The other day, I was on a jog and, for some reason, began thinking about Kerry. Mainly, I was thinking about flip-flopping, and how disastrous Bush's pigheadedness has finally proven to be. Back in 2004, on Pandagon, I used to argue for Kerry to embrace flip-flopping as a virtue, recast a willingness to face complexity into a form of political courage. "Every politician is afraid of being wrong, the difference between me and Mr. Bush is that, given the stakes, I'm even more afraid not being right." So I was fascinated to see Kerry write that op-ed, albeit two years too late:
There's something much worse than being accused of "flip-flopping": refusing to flip when it's obvious that your course of action is a flop.
I say this to President Bush as someone who learned the hard way how embracing the world's complexity can be twisted into a crude political shorthand. Barbed words can make for great politics. But with U.S. troops in Iraq in the middle of an escalating civil war, this is no time for politics. Refusing to change course for fear of the political fallout is not only dangerous -- it is immoral.
I'd rather explain a change of position any day than look a parent in the eye and tell them that their son or daughter had to die so that a broken policy could live.[..]

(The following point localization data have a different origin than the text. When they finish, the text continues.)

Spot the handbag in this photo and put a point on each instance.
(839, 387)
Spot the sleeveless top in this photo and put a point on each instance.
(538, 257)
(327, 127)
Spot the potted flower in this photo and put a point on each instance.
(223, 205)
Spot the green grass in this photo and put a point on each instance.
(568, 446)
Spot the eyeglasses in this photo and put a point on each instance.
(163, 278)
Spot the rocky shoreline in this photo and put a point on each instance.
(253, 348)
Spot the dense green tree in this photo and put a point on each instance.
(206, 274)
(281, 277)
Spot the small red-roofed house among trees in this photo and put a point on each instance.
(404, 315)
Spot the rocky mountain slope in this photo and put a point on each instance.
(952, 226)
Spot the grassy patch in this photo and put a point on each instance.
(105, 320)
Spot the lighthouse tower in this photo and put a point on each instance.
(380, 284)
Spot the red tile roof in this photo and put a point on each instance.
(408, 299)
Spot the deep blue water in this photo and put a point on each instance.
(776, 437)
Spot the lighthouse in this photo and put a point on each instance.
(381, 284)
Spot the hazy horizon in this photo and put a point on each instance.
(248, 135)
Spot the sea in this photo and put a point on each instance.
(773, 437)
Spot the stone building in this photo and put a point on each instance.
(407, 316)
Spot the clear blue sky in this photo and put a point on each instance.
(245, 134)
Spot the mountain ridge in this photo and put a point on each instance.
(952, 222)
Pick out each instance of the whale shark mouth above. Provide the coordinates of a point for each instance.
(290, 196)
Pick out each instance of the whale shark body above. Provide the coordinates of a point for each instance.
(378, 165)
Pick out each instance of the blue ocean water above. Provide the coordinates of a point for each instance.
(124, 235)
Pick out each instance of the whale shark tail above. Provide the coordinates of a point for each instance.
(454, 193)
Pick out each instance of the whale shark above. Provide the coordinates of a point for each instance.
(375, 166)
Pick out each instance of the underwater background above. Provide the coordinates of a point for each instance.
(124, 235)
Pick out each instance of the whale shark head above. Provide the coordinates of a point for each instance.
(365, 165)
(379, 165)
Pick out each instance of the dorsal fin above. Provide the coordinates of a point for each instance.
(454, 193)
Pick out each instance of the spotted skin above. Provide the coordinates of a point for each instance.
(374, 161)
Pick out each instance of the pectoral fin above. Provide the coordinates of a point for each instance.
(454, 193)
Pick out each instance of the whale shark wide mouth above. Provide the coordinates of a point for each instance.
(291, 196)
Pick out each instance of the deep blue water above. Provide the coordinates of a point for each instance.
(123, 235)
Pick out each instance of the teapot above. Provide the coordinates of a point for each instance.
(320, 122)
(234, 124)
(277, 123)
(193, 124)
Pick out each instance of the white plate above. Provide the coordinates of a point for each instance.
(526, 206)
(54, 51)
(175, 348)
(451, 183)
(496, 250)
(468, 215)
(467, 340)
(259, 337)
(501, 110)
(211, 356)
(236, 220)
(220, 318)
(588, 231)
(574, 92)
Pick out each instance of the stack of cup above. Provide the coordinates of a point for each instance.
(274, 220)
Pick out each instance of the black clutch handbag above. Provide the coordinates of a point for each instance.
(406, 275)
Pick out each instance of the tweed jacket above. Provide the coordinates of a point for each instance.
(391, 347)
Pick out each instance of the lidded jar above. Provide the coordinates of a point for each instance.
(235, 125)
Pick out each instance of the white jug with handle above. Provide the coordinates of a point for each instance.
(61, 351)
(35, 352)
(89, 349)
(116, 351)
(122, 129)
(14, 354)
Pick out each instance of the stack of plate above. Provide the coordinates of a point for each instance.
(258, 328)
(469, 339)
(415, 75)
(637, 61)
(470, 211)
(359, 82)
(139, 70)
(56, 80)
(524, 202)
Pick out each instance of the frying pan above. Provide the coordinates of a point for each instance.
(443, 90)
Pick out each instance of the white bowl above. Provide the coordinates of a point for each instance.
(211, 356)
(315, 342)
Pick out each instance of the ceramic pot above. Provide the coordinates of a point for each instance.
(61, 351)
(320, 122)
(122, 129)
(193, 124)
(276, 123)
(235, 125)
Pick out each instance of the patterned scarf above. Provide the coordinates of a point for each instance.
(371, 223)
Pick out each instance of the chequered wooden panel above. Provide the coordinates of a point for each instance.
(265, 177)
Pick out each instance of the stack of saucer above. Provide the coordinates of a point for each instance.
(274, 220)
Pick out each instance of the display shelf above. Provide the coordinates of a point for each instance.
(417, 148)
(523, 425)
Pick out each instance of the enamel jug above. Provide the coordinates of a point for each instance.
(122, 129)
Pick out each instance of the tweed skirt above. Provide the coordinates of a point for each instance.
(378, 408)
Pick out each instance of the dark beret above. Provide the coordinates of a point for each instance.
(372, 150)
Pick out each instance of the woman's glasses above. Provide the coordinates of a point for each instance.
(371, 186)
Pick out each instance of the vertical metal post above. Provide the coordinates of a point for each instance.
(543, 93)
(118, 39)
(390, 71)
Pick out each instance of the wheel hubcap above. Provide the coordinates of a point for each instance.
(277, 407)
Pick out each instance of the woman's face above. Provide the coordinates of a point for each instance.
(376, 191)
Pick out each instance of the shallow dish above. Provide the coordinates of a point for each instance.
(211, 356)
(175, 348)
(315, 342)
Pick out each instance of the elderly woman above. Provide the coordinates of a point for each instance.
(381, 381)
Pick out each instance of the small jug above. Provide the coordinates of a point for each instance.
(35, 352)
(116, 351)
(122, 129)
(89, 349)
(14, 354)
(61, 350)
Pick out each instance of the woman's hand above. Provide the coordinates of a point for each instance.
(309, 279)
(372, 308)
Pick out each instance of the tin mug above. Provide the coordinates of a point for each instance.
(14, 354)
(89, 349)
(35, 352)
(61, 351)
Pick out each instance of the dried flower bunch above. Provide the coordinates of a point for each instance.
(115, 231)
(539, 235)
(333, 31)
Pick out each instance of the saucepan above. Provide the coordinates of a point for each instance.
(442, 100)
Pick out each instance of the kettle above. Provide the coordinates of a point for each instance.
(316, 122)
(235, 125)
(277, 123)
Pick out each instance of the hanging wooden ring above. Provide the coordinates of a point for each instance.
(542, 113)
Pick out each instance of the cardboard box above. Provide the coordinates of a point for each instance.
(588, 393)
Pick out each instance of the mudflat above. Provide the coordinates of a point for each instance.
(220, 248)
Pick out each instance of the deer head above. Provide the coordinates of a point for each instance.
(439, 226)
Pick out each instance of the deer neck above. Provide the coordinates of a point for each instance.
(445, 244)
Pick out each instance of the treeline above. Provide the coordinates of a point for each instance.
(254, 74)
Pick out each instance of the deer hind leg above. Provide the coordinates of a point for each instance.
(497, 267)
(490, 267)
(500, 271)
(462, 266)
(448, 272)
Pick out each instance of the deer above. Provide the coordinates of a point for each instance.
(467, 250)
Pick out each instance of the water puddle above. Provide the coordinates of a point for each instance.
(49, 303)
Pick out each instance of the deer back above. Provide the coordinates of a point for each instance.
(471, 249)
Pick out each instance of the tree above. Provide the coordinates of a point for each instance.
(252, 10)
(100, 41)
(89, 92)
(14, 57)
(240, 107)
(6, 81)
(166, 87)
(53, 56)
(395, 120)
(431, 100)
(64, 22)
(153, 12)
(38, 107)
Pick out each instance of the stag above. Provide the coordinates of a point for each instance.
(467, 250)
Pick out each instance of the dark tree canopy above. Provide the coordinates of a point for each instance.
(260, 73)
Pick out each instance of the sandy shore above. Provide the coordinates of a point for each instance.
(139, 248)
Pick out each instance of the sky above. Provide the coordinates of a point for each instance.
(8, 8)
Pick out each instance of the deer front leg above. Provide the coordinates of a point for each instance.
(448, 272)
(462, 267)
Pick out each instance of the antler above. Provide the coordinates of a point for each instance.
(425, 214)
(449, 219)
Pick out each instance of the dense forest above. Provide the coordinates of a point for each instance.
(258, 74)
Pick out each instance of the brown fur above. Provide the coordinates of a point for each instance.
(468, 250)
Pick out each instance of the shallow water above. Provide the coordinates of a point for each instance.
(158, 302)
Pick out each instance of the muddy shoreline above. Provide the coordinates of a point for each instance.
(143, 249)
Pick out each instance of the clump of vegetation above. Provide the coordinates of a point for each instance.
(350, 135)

President Bush and all of us who grew up in the shadows of World War II remember Winston Churchill -- his grit, his daring, his resolve. I remember listening to his speeches on a vinyl album in the pre-iPod era. Two years ago I spoke about Iraq at Westminster College in Fulton, Mo., where Churchill had drawn a line between freedom and fear in his "iron curtain" speech. In preparation, I reread some of the many words from various addresses that made him famous. Something in one passage caught my eye. When Churchill urged, "Never give in, never give in, never, never, never, never -- in nothing, great or small, large or petty, never give in," he added: "except to convictions of honour and good sense."
This is a time for such convictions.
Maybe such an approach, during the election, would've been suicide. But maybe it wouldn't have been. Kerry's op-ed is a heartbreaking reminder of what could have been. Not only a better president, but a more honorable, more courageous, campaign.